"You shall know the truth, and the truth shall make you odd." ~Flannery O'Connor

Thursday, December 07, 2006

The Feast of the Immaculate Conception

Since my boss refuses to give me a few hours off to make it to some scheduled Mass for this feast—the choices are all between 7 AM and 5:30 pm, all "impossible"—I thought I'd make it up to Our Lady by posting about her feast on its eve.

This feast is one of my favorites. It forms one leg of that triad of feasts which, by highlighting aspects of God's favor to Mary at the beginning, middle, and end of her earthly life, shows us what are all called to be. Her status as Mother of God is the paradigm of how the disciples of her divine Son are to bear him into the world by surrendering their hearts to God; the Assumption is a proleptic anticipation and figura of what all the definitively saved shall be. But from the start, she was prepared as a fitting vessel for her Son by being kept free of all "stain of original sin," to use the words of the dogma's definition. What baptism does for each of us at some point in our lives, God did for her directly from the very beginning. Mariology shows us, in perfect form, the vocation of the Christian. By thus signifying, Mary the Mother of the Church helps to bring about what she signifies. Like the Church herself, she is a sacrament.

Like all other distinctively Catholic doctrines, the doctrine of the Immaculate Conception (DIM) is widely misunderstood, largely because of that "stain" idea and its history. Before I move on to the dogma's practical import, I want to clear up what I see as the major misunderstanding.

The Council of Trent defined:

If anyone says that the transgression of Adam injured him alone and not his posterity, and that the holiness and justice which he received from God, which he lost, he lost for himself alone and not for us also; or that he, being defiled by the sin of disobedience, has transfused only death and the pains of the body into the whole human race, but not sin also, which is the death of the soul: let him be anathema. For he contradicts the Apostle who says: "By one man sin entered into the world and by sin death; and so death passed upon all men, in whom all have sinned" (Romans 5:12).

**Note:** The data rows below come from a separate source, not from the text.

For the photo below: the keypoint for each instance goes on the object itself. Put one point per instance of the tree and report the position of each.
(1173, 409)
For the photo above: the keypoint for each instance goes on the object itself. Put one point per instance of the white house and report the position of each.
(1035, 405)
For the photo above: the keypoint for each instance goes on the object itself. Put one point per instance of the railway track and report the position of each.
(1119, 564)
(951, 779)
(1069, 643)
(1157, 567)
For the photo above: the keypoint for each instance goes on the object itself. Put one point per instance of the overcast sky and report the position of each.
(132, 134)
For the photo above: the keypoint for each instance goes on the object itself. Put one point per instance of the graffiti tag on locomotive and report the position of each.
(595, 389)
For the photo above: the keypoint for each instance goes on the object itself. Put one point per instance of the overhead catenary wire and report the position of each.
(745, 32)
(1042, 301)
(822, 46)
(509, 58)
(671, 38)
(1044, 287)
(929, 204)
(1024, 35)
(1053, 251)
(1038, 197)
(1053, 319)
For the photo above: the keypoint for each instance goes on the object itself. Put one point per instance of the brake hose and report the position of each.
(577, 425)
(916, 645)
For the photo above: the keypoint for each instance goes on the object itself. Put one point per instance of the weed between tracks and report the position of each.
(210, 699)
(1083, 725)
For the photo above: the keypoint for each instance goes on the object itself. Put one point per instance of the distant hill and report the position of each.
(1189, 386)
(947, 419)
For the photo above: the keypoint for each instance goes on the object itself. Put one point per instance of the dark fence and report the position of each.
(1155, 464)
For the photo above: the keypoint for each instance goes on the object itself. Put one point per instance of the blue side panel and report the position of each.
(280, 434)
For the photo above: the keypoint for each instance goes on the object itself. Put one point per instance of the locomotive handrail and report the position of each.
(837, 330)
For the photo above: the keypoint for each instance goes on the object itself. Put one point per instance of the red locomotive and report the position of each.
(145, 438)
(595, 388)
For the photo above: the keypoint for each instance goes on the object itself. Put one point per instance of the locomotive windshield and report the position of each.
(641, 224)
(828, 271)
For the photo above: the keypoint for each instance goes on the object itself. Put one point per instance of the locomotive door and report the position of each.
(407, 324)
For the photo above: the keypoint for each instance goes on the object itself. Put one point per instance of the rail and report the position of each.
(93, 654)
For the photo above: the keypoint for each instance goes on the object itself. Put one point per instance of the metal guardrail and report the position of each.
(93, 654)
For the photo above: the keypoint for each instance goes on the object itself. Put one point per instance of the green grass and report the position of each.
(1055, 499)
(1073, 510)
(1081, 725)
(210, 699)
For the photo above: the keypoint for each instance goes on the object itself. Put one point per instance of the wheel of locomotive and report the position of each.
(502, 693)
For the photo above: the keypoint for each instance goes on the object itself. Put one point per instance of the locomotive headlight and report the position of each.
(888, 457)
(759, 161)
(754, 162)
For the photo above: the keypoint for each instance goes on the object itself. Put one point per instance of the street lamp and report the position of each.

St. Augustine interpreted that passage from Romans as implying that the "sin" which the first man introduced into the world involves the personal guilt of all who are descended from him. That interpretation has been very influential in Western theology. Yet gradually and inexorably, the Catholic Church has repudiated it. Thus CCC §405:

Although it is proper to each individual, original sin does not have the character of a personal fault in any of Adam's descendants. It is a deprivation of original holiness and justice, but human nature has not been totally corrupted: it is wounded in the natural powers proper to it, subject to ignorance, suffering and the dominion of death, and inclined to sin—an inclination to evil that is called "concupiscence".

Therefore, original sin is distinct from the first sin as its consequence on the one hand, and from concupiscence on the other hand, which is one of its chief consequences. It is a state of alienation from God that we all inherit from our first parents. Mary's preservation from the "stain" of original sin consists primarily in her never having existed in that state. She was always kecharitomene, "full of grace," and grew ever fuller with every choice she made. We are called to do the same.

But how can we identify with Mary? Isn't she "too perfect"? She is and always will be the greatest of the "saints," God's holy ones. None of us will ever be as great as she in the Kingdom of God. But that is not primarily her doing. Sure, she cooperated with the Holy Spirit with her fiat and all her other choices, as we are expected to. But her special privileges were neither earned nor able to be earned. That should be a great comfort to us. Even as we stumble and struggle in our spiritual combat, we can know that God will fill up what is lacking in those who persevere—just as our own suffering can and should "fill what is lacking" (Colossians 1:24) in the divine suffering that made our salvation possible. By the Mother of God's intercession, that can be more than enough.